Scientists calculated the rate at which more than 1,000 mammal species kill their own kind and noticed how closely related species have similar rates of lethal violence. They essentially found that where a species is on evolutionary tree of life tells a lot about how violent the species is to its own kind. And we’re in a rough neighborhood.
Humans are “in a position within a particularly violent mammalian clade, in which violence seems to have been ancestrally present,” the study in the journal Nature says. That means that, based on other rather murderous species closely related to us, humans have “inherited their propensity for violence.”
As a group, mammals average a lethal violence rate against their own of about three killings of their own species in 1,000 deaths. The “root” violence rate of early humans and many of our closer primate cousins is about 20 in 1,000, said study lead author Jose Maria Gomez at the University of Granada in Spain. In the medieval period, between 700 and 1500 A.D., that deadly rate shot up to about 120 per 1,000.
But we’ve gotten less murderous.
On average, modern humans now kill each on a rate of 13 per 1,000, Gomez said, basing his calculations on World Health Organization data. But he says the exact numbers are rough and depend on many technical variables, so what is more accurate is to say “violence has decreased significantly in the contemporary age.”
“It seems that we are, in the present time, less violent than we were in the past,” Gomez said in an email interview.

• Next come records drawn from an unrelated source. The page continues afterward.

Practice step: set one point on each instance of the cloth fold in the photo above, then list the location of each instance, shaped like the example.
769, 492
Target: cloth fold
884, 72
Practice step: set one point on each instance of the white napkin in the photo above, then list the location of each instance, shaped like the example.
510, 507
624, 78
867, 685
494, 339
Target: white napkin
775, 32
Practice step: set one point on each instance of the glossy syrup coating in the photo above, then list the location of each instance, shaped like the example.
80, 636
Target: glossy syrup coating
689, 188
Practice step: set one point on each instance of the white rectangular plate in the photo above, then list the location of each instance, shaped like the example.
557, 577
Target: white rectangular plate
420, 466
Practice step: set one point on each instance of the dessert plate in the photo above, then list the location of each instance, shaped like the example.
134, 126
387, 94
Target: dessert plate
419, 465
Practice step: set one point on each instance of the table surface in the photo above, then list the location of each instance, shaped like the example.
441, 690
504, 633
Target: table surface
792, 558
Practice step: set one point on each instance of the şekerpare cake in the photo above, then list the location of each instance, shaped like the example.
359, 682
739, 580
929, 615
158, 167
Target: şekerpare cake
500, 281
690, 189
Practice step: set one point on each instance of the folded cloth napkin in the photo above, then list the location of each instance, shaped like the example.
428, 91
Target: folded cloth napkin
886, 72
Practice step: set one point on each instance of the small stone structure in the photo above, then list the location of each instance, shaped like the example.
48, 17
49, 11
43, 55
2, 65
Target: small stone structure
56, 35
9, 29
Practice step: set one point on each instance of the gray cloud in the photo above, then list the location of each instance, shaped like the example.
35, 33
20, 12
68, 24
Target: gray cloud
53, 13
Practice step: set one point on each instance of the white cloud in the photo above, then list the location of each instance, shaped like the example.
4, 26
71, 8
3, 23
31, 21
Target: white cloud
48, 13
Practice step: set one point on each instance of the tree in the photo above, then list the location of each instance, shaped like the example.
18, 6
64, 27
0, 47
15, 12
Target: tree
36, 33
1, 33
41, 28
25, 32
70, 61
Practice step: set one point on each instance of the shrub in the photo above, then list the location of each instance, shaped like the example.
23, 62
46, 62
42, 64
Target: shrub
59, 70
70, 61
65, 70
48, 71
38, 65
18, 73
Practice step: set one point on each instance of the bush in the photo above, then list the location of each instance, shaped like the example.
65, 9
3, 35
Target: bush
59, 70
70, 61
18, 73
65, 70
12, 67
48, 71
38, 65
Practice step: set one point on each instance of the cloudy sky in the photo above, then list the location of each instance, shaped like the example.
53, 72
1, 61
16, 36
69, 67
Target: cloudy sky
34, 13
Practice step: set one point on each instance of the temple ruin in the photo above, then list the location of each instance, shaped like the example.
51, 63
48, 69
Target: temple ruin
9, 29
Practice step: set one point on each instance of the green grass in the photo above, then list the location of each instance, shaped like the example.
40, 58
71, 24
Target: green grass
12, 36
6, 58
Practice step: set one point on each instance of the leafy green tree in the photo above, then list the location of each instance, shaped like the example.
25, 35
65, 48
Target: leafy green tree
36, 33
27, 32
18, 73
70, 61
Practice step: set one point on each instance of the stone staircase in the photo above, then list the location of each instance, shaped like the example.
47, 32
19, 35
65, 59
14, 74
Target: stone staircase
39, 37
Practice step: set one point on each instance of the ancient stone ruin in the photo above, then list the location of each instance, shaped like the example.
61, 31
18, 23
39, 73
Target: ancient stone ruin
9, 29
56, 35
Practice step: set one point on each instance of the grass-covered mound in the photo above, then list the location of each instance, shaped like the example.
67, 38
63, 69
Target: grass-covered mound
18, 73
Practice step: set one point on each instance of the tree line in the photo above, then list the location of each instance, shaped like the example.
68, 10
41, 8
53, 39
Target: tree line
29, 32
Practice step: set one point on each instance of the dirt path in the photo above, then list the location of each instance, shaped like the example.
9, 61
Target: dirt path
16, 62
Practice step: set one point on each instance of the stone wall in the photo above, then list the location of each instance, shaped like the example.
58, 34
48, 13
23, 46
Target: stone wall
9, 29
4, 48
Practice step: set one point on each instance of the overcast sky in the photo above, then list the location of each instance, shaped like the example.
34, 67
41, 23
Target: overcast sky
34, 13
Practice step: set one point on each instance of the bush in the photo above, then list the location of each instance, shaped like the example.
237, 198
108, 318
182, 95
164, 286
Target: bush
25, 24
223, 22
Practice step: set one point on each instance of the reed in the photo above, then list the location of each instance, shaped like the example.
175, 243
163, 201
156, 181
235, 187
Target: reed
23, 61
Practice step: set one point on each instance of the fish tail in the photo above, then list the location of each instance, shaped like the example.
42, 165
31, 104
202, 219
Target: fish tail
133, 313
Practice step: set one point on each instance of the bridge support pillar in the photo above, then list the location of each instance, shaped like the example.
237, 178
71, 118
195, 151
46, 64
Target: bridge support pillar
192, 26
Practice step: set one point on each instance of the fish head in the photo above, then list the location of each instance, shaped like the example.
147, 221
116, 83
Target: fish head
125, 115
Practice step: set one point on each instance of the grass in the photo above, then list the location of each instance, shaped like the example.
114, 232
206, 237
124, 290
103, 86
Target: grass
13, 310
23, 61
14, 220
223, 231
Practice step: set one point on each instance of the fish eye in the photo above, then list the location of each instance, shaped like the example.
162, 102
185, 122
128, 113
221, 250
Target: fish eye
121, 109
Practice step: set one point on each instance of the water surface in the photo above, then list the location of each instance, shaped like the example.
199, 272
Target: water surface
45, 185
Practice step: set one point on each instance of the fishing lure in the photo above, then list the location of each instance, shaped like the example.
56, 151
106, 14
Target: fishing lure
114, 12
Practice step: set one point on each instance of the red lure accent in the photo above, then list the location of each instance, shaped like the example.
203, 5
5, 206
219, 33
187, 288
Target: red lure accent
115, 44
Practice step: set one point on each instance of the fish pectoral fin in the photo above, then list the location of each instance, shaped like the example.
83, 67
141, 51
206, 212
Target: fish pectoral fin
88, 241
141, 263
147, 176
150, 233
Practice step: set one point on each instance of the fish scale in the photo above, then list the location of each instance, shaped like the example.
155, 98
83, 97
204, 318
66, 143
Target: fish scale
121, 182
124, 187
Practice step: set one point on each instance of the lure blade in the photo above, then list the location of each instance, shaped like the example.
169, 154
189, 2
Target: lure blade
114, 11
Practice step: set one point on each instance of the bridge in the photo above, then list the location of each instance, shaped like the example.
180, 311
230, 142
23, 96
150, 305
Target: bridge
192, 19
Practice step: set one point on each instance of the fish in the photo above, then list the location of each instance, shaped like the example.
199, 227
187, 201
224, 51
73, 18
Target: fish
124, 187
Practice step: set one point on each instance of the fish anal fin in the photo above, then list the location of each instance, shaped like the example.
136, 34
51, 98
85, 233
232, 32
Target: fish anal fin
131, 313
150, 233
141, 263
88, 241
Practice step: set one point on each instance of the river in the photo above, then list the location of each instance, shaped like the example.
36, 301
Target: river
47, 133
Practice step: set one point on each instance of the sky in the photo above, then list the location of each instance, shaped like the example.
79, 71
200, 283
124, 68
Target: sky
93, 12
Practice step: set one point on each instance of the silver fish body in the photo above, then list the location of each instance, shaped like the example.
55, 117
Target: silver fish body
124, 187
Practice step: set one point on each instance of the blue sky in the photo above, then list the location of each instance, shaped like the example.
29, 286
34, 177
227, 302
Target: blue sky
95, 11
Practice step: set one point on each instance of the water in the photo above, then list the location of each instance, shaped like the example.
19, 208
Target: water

While humans are killing each other less than we once did, we are not nearly as peaceful as the killer whale — which, despite the name, has a rate of interpersonal violence of pretty much zero (though Gomez notes that only a small sample of killer whales was examined). Many whale species, bats and anteaters are particularly peaceful to their own kind, the study finds.
But humans are far less violent than the cougar, certain baboons, lemurs and chinchillas that have murder rates of well over 100 per 1,000.
The study looks at violence through the lens of phylogenetics — the study of evolutionary relationships, or how closely related species seem to share common traits.
“We found that closely related mammal species tend to have similar levels of violence,” Gomez said. The more closely related the species are, the more similar are their violence levels.
Gomez and colleagues used 1,044 studies that looked at 1,024 different mammal species, with the causes of death determined for more than 4 million individual mammals. Then, for each species, researchers counted the number of deaths due to a member of the species killing another. They didn’t use studies where they couldn’t find causes of death. And because of the study’s historical nature, Gomez could examine only killings, not wounding.
Moving up in evolutionary complexity often seems a walk on the wild side, especially in the branches of the tree of life where humans come from.
“Our study suggests that the level of lethal violence is reversible and can increase or decrease as a consequence of some ecological, social or cultural factors,” Gomez said.